ALBANY, N.Y. (AP) - The head of a progressive political party in New York is urging voters to cast votes on the party’s line at a time when a new state law is jeopardizing the future of minor parties.
Political parties must now receive 2% of the vote - or 130,000 votes - in the previous presidential or gubernatorial election to qualify as a party and get on the ballot. A political party’s status will now be reviewed every other year starting in November.
The state’s new ballot qualification requirements are set to take effect under a federal judge’s Tuesday decision, meaning that minor parties could lose their spot on the ballot in future elections if they don’t get enough votes in November.
Minor political parties could also lose other benefits, including the ability to appear on voter registration forms and receive unlimited contributions from donors to cover administrative costs.
New York Working Families Party State Director Sochie Nnaemeka criticized New York’s new law, which her party has tried to block in an ongoing legal battle.
“The state has no business making it harder for progressive New Yorkers to vote their values,” Nnaemeka said in a statement to The Associated Press.
Previously, political parties had to requalify every four years by receiving over 50,000 votes in the gubernatorial election.
In New York, minor political parties can form coalitions with other parties and endorse major party candidates under a practice known as “fusion voting,” which is banned by most states.
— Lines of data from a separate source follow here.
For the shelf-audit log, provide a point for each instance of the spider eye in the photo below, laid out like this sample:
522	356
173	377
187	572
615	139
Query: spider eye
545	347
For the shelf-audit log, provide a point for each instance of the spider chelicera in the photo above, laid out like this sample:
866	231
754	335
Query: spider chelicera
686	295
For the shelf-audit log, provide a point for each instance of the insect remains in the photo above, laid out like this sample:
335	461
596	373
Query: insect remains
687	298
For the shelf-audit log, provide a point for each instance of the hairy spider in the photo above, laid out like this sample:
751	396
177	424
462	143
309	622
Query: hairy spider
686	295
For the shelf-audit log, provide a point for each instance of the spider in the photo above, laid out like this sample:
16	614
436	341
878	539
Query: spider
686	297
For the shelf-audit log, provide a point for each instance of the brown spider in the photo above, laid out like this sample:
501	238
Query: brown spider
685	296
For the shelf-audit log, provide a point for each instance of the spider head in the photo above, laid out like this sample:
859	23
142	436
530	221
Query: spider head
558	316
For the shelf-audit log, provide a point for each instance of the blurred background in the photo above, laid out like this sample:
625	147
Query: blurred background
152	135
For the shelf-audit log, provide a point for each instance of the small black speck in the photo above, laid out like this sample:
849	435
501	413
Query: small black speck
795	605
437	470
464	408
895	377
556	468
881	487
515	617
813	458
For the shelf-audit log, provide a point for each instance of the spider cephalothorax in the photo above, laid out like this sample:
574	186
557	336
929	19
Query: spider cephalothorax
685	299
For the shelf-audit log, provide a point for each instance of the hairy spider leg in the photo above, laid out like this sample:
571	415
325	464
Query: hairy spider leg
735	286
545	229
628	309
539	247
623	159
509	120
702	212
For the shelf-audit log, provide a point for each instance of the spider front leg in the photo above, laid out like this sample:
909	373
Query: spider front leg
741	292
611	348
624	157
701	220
The unique practice means that candidates can appear multiple times on a ballot under different party lines.
For example, the Working Families Party is hoping that New York voters will vote for Democratic presidential nominee Joe Biden and vice presidential nominee Kamala Harris on the minor party’s own line in November.
Leaders of minor parties have long argued their cross-nominations signal a candidate’s commitment to the party’s own ideological or policy agenda.
Nnaemeka’s party and other critics sued in a lawsuit claiming New York’s new law was a flagrant and unjustified attempt to quash minor parties and limit ballot access ahead of a new $100 million public campaign funding system set to launch in New York in 2024.
Critics of the new law have also charged that the state’s Democratic party is trying to silence progressives in particular. Democratic Party Chair Jay Jacobs has called some minor parties besides the Working Families Party “shams” and defended the ballot qualification rules as protecting taxpayer dollars while also impacting minor conservative parties.
And a state judge ruled in March that lawmakers improperly delegated authority to a politically appointed commission whose recommendations for the new ballot qualification threshold became state law.
But a federal judge said Tuesday the minor political parties who sued over New York’s new law failed to show the law would harm constitutional rights, and said the commission’s requirements are “not severe.”
The Working Families Party met the new 130,000-vote threshold in the 2004, 2008, 2012 and 2016 presidential elections and also received the 2% threshold in two of those elections, the judge noted.
The commission’s recommendations said the new ballot qualification rules would increase voter participation and ensure parties have “sufficient political support” from voters. The previous ballot qualification threshold dated back to 1935.
“Voters will now be less confused by complicated ballots with multiple lines for parties that may not have any unique ideological standard,” reads the commission’s report.